El partido arrancó con ritmo y alternativas. Lazo avisó con un disparo que rozó el palo y Mario Soriano respondió en la siguiente acción. El Dépor quiso la posesión desde el inicio y presionó bien tras pérdida, pero el Alba también se acercó con peligro: Pablo Sáenz obligó a Helton a una gran intervención desde fuera del área. El encuentro se equilibró y entonces llegaron los goles. Yeremay firmó un golazo con la zurda desde muy lejos para abrir el marcador en el 28’, pero el Alba reaccionó de inmediato: un centro de Javi Rueda terminó en gol en propia puerta de Jaime Sánchez apenas un minuto después.
La locura no se detuvo. En el 32’, Pacheco golpeó al rival en un intento de despeje y Fuentes Molina señaló penalti. Yeremay lo convirtió en el 2-1. Javi Martón empataba en el 36’, pero el tanto fue anulado por un discutido fuera de juego posicional de Lazo. Poco después, Helton evitó el tercero con un paradón a Morci.

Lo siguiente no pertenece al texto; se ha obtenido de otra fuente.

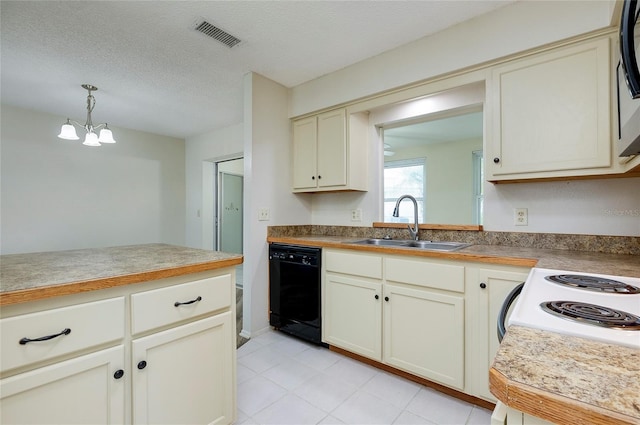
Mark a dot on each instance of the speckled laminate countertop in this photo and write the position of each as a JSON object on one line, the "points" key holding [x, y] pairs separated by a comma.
{"points": [[32, 276], [559, 259], [547, 375]]}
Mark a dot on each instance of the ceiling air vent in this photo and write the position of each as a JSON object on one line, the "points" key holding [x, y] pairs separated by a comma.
{"points": [[216, 33]]}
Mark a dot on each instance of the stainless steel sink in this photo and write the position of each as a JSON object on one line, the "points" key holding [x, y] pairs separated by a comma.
{"points": [[381, 242], [405, 243], [437, 246]]}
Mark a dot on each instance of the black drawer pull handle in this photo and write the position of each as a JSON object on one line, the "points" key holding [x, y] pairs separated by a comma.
{"points": [[178, 304], [66, 331]]}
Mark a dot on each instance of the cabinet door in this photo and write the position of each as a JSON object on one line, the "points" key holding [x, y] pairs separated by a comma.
{"points": [[83, 390], [188, 376], [497, 285], [305, 133], [332, 149], [352, 316], [424, 333], [551, 113]]}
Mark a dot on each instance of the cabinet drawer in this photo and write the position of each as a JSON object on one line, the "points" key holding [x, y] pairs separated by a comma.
{"points": [[156, 308], [354, 264], [90, 324], [422, 273]]}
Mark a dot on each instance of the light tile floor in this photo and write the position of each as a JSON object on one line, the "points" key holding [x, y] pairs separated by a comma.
{"points": [[283, 380]]}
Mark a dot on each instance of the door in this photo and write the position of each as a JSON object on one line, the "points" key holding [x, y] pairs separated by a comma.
{"points": [[185, 377], [231, 190]]}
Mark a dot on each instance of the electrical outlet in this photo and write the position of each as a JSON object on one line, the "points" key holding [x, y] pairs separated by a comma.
{"points": [[263, 214], [521, 217]]}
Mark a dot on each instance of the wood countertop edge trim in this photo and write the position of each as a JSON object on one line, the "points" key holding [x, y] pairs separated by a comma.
{"points": [[456, 255], [527, 399], [40, 293]]}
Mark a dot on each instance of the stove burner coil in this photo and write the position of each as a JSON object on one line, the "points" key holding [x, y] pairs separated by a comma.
{"points": [[592, 314], [593, 283]]}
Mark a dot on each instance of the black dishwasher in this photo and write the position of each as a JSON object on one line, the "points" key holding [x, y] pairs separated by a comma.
{"points": [[294, 291]]}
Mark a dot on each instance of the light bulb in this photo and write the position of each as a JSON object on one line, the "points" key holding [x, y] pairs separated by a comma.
{"points": [[91, 139], [68, 132]]}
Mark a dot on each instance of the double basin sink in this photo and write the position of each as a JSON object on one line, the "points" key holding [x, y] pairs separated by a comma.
{"points": [[407, 243]]}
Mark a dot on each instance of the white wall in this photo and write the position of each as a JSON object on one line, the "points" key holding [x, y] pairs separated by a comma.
{"points": [[600, 207], [267, 185], [200, 154], [58, 194], [519, 26]]}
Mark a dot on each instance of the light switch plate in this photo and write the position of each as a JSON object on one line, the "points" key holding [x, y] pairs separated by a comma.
{"points": [[263, 214], [521, 217]]}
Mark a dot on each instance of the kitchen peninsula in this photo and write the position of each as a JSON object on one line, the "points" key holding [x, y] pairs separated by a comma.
{"points": [[137, 324]]}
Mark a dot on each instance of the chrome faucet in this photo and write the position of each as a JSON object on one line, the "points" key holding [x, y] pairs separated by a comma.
{"points": [[412, 232]]}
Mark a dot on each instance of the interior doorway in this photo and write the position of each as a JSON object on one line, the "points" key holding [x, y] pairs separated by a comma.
{"points": [[228, 228], [229, 208]]}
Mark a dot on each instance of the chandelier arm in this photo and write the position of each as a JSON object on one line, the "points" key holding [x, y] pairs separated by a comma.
{"points": [[91, 103]]}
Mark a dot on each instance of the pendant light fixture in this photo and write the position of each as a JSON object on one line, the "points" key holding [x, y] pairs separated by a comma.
{"points": [[68, 131]]}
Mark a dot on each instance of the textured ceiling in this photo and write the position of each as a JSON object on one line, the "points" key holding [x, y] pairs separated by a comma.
{"points": [[156, 73]]}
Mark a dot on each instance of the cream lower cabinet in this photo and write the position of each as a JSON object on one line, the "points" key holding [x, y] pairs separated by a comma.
{"points": [[424, 333], [488, 288], [154, 352], [401, 317], [181, 375], [433, 318], [87, 389]]}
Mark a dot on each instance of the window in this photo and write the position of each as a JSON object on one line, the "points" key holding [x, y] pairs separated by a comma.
{"points": [[404, 177]]}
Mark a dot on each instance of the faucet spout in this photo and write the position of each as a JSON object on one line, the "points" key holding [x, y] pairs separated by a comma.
{"points": [[413, 232]]}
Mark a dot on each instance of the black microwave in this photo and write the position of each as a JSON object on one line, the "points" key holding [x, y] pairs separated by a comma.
{"points": [[628, 79]]}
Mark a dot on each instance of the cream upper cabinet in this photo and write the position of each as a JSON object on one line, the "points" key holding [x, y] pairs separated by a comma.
{"points": [[330, 152], [488, 288], [424, 318], [550, 114]]}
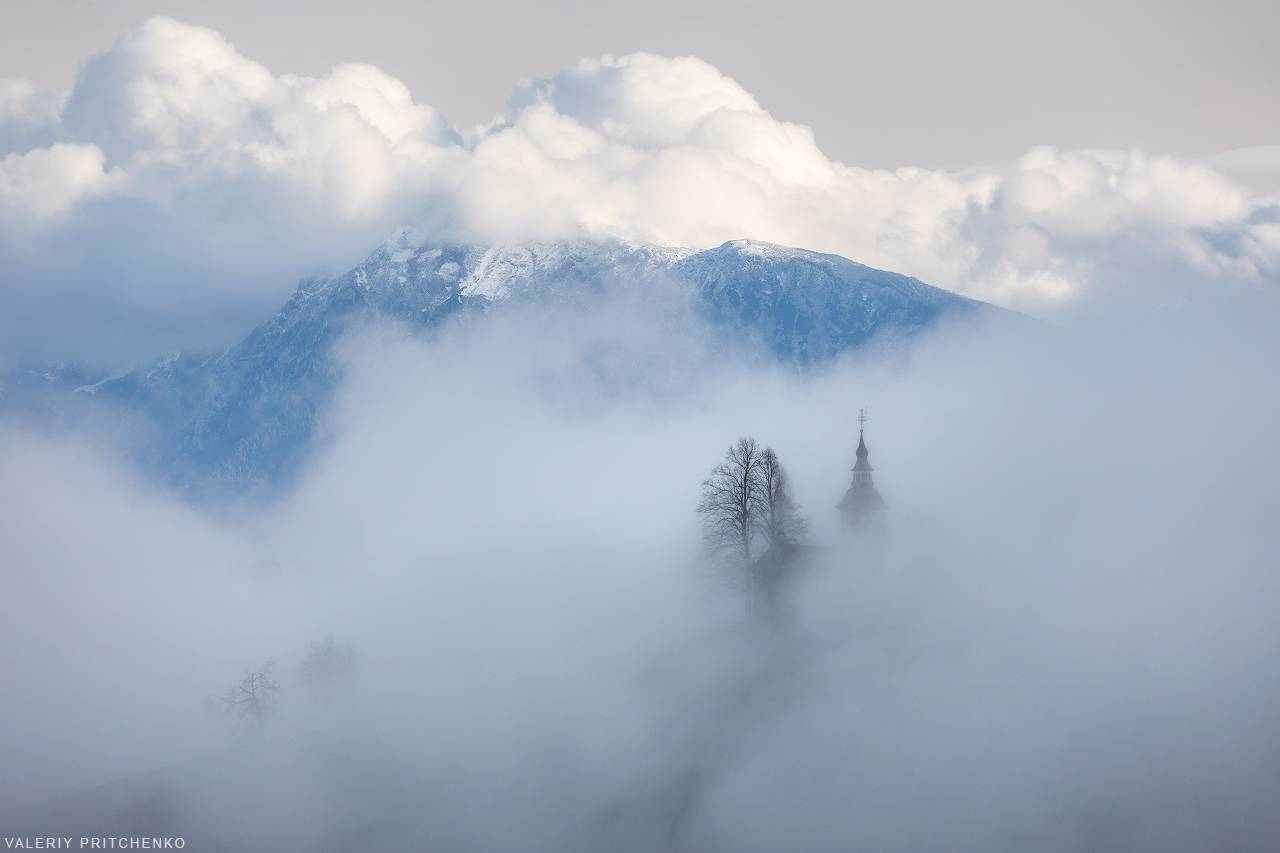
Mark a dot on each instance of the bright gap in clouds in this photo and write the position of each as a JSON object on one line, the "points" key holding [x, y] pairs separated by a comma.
{"points": [[177, 194]]}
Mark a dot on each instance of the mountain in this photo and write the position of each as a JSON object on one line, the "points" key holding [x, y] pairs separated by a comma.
{"points": [[242, 418]]}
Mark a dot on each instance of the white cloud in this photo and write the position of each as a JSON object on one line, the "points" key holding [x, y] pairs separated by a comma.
{"points": [[49, 181], [641, 147]]}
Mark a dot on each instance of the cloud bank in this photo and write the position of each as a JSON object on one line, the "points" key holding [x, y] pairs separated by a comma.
{"points": [[177, 192], [1068, 644]]}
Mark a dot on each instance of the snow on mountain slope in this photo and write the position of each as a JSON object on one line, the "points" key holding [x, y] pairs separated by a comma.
{"points": [[243, 418]]}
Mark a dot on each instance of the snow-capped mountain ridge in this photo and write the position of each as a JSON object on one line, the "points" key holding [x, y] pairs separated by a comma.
{"points": [[246, 415]]}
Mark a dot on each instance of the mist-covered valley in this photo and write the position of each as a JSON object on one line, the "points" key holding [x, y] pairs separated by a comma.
{"points": [[1068, 641], [421, 555]]}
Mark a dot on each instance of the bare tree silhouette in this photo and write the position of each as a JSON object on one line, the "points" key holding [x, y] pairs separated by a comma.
{"points": [[251, 699], [731, 509]]}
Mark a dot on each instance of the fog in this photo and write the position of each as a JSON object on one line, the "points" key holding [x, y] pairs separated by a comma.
{"points": [[1066, 643]]}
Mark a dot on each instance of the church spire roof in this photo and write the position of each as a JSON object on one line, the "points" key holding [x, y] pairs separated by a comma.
{"points": [[862, 464]]}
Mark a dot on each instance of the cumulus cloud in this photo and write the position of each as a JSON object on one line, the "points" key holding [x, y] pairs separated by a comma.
{"points": [[251, 179]]}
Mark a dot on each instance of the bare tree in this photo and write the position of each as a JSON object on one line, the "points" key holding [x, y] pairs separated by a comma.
{"points": [[250, 699], [731, 509], [328, 667], [781, 523]]}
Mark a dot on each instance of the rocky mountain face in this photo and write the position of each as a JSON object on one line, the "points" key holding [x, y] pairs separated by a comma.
{"points": [[242, 418]]}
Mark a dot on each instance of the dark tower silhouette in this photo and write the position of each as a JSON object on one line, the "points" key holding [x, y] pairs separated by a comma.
{"points": [[862, 512]]}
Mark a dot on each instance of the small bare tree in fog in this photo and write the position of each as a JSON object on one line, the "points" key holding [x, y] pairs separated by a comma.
{"points": [[781, 523], [251, 699], [731, 509], [782, 530], [328, 666]]}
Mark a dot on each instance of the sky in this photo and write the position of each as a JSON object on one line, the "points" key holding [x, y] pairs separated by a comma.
{"points": [[933, 85], [168, 191], [1069, 638]]}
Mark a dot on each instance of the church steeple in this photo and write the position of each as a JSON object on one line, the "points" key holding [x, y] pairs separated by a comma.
{"points": [[862, 512]]}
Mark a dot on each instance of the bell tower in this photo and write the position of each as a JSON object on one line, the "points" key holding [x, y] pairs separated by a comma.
{"points": [[862, 512]]}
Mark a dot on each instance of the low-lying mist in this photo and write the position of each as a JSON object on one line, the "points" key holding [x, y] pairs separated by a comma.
{"points": [[1068, 641]]}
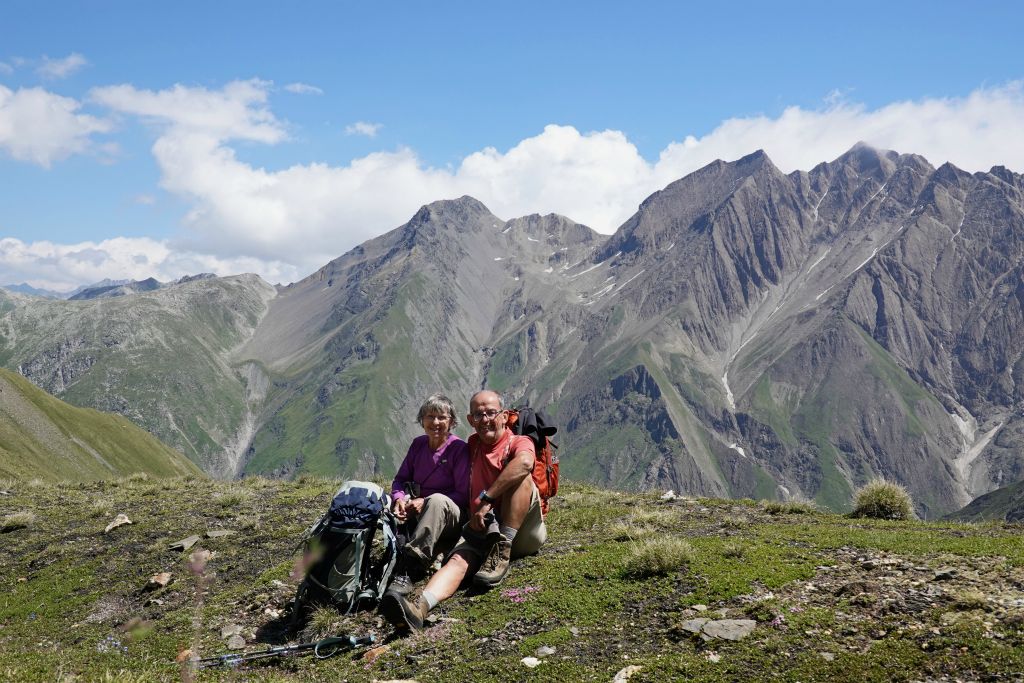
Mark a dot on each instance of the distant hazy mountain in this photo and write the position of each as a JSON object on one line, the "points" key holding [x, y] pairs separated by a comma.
{"points": [[745, 333], [25, 288], [1006, 504], [46, 438]]}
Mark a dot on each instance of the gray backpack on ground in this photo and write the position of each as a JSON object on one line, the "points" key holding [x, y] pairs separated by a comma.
{"points": [[348, 564]]}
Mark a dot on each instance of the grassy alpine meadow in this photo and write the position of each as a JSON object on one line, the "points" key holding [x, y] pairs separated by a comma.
{"points": [[629, 585]]}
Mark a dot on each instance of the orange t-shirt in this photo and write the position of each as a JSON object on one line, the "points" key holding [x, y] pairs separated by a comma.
{"points": [[487, 462]]}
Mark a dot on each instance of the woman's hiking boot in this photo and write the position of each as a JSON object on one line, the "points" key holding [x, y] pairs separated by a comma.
{"points": [[399, 610], [495, 565]]}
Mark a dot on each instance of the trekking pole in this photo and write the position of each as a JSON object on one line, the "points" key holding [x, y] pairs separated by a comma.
{"points": [[322, 649]]}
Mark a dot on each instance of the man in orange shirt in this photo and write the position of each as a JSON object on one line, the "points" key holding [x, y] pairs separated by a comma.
{"points": [[505, 514]]}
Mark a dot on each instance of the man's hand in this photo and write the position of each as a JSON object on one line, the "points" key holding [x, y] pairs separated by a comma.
{"points": [[476, 521]]}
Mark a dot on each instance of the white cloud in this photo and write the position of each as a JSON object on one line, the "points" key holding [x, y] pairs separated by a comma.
{"points": [[303, 89], [237, 112], [64, 68], [62, 267], [285, 223], [363, 128], [41, 127]]}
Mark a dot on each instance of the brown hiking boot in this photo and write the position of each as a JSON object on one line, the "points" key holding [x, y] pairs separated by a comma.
{"points": [[401, 611], [495, 565]]}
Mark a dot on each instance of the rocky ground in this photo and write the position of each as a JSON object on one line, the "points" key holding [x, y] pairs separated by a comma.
{"points": [[630, 587]]}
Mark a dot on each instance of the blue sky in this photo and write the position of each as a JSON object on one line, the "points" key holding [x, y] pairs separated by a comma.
{"points": [[143, 139]]}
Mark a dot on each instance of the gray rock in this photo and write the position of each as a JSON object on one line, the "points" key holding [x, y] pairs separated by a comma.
{"points": [[693, 625], [729, 629], [184, 544]]}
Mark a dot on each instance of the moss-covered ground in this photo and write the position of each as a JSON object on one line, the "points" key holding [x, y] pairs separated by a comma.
{"points": [[834, 598]]}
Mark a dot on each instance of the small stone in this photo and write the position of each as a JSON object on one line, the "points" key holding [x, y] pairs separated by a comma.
{"points": [[729, 629], [218, 532], [693, 625], [158, 581], [371, 655], [230, 630], [183, 544], [625, 674], [120, 520]]}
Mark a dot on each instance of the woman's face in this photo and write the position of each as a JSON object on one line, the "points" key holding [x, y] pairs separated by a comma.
{"points": [[436, 426]]}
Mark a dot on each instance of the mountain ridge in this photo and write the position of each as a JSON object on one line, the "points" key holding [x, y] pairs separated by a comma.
{"points": [[747, 333]]}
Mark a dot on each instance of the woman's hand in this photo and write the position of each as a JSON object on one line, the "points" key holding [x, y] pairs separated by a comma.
{"points": [[399, 508]]}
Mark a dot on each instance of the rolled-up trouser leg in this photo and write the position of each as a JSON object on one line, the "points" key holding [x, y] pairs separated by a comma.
{"points": [[532, 532], [436, 528]]}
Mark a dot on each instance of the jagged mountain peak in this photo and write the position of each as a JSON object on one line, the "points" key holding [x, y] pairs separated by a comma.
{"points": [[463, 210]]}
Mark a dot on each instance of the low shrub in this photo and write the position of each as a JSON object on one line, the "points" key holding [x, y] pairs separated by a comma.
{"points": [[883, 500]]}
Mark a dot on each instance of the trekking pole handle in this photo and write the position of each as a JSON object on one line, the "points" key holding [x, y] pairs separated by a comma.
{"points": [[331, 646]]}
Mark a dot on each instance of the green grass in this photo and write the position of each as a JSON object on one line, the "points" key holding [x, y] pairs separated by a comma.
{"points": [[52, 439], [72, 598]]}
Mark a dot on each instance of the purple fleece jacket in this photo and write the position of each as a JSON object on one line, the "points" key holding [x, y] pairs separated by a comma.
{"points": [[442, 471]]}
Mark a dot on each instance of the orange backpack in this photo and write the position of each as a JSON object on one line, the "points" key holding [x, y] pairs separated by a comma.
{"points": [[527, 422]]}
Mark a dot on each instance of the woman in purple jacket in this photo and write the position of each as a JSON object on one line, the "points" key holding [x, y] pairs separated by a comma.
{"points": [[430, 492]]}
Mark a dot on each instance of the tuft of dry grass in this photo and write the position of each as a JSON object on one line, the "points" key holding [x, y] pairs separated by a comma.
{"points": [[883, 500], [17, 520], [657, 557]]}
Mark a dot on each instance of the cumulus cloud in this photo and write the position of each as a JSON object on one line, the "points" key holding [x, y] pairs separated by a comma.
{"points": [[286, 222], [55, 69], [303, 89], [41, 127], [363, 128]]}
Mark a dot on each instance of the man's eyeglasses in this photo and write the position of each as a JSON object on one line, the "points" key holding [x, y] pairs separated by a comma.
{"points": [[488, 415]]}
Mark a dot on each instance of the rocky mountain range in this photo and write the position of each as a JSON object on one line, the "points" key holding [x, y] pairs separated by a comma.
{"points": [[747, 333]]}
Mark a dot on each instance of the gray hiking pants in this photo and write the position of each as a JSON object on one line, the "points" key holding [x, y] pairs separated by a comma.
{"points": [[436, 529]]}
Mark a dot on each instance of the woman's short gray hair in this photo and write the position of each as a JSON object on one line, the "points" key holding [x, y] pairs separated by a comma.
{"points": [[438, 402]]}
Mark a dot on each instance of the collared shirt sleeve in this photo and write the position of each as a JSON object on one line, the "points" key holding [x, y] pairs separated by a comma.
{"points": [[459, 453], [404, 473]]}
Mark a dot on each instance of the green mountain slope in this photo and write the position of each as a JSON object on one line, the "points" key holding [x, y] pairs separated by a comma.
{"points": [[161, 358], [626, 582], [46, 438]]}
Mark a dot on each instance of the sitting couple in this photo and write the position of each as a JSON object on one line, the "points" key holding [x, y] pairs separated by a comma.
{"points": [[478, 498]]}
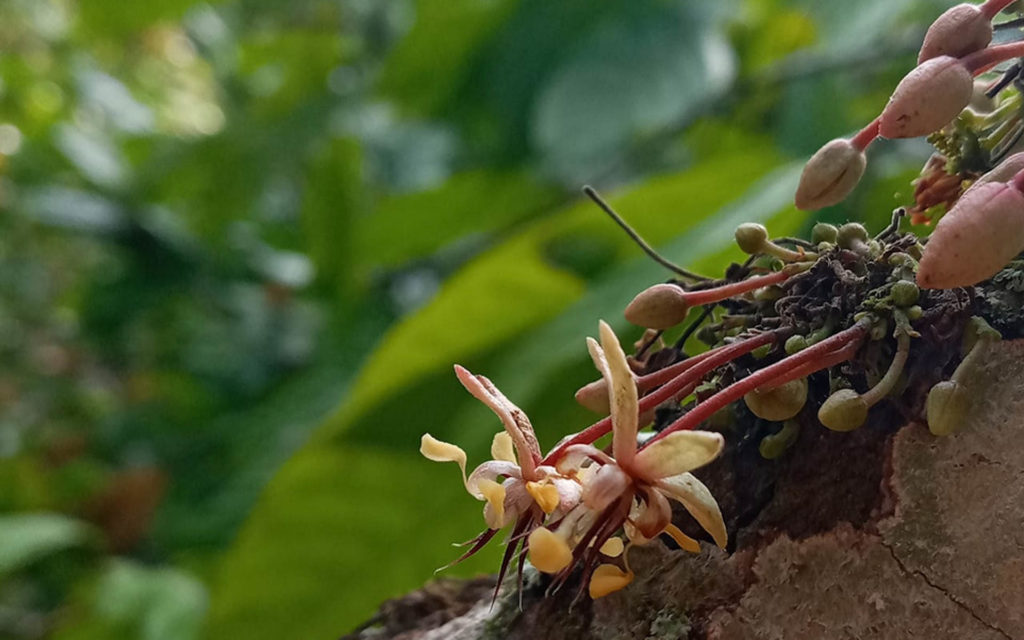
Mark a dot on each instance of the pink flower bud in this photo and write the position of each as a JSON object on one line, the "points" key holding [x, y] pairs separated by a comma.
{"points": [[982, 232], [829, 175], [962, 30], [928, 98], [660, 306], [1001, 173]]}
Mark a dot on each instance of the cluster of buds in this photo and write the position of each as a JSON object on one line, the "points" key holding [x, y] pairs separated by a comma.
{"points": [[795, 336], [983, 230]]}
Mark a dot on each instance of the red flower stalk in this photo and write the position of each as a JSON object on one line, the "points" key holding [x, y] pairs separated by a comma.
{"points": [[797, 366], [700, 367]]}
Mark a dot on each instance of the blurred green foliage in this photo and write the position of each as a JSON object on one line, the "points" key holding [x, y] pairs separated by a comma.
{"points": [[244, 241]]}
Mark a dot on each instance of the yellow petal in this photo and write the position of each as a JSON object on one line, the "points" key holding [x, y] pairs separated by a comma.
{"points": [[678, 453], [608, 579], [435, 450], [495, 495], [502, 448], [548, 551], [545, 495], [612, 547], [623, 396], [684, 541], [698, 501]]}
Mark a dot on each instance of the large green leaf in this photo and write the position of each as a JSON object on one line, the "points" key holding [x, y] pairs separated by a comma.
{"points": [[26, 538], [339, 512], [515, 286], [432, 59]]}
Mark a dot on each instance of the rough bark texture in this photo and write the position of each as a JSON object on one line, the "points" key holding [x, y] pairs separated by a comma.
{"points": [[883, 532]]}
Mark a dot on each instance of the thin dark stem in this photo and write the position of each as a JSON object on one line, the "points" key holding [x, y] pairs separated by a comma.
{"points": [[640, 242], [779, 373], [693, 327], [898, 214]]}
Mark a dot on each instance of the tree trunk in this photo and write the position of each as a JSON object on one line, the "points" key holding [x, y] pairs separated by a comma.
{"points": [[882, 532]]}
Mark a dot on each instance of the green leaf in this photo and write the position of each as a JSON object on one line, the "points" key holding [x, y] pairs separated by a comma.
{"points": [[30, 537], [515, 287], [366, 525], [346, 523], [635, 74], [431, 60]]}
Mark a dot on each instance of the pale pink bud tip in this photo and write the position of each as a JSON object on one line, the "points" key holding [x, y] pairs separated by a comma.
{"points": [[972, 243], [1001, 173], [660, 306], [829, 175], [927, 99], [960, 31]]}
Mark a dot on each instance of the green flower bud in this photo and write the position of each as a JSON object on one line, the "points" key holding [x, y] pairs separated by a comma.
{"points": [[762, 351], [824, 232], [962, 30], [904, 293], [851, 233], [795, 344], [928, 98], [773, 445], [751, 238], [844, 411], [782, 402], [946, 408]]}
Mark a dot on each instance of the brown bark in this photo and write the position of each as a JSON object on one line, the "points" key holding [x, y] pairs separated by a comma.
{"points": [[883, 532]]}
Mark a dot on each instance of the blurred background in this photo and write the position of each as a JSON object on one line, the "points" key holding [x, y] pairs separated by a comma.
{"points": [[242, 243]]}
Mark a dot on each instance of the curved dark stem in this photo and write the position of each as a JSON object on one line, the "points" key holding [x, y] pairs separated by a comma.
{"points": [[640, 242], [708, 309]]}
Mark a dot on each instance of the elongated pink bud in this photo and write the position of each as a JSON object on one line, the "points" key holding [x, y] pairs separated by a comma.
{"points": [[660, 306], [829, 175], [928, 98], [1001, 173], [982, 232], [962, 30]]}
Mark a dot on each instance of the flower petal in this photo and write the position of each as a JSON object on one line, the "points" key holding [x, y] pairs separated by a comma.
{"points": [[515, 421], [653, 515], [438, 451], [548, 551], [698, 501], [488, 472], [678, 453], [685, 542], [502, 448], [576, 455], [545, 495], [622, 394], [495, 495], [608, 579]]}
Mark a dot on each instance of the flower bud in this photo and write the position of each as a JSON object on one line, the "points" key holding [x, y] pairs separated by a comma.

La segunda parte fue un monólogo deportivista. Zakaria marcó el 3-1 nada más arrancar tras una acción mal defendida. El Alba trató de reaccionar con cambios ofensivos, pero no tuvo continuidad ni ocasiones claras. El Dépor sí: al palo primero y, en el 62’, nuevo tanto de Zakaria de cabeza, en una acción en la que el fuera de juego volvió a sembrar dudas por la imagen de las líneas. El mazazo final llegó en el 75’, cuando Barbero hizo el 5-1 ante una defensa totalmente desbordada. Yeremay rozó incluso el hat-trick.
El resultado es tan duro como exagerado para lo visto en ciertos tramos, pero la realidad es que el Alba ha sido superado. Lo peor, más allá de la goleada, es la sensación de fragilidad atrás y de impotencia general ante un arbitraje que ha dejado muchas sombras: un penalti inexistente, dos goles anulados al Alba y un cuarto tanto del Dépor con serias dudas por fuera de juego. Un día para olvidar en un escenario inolvidable.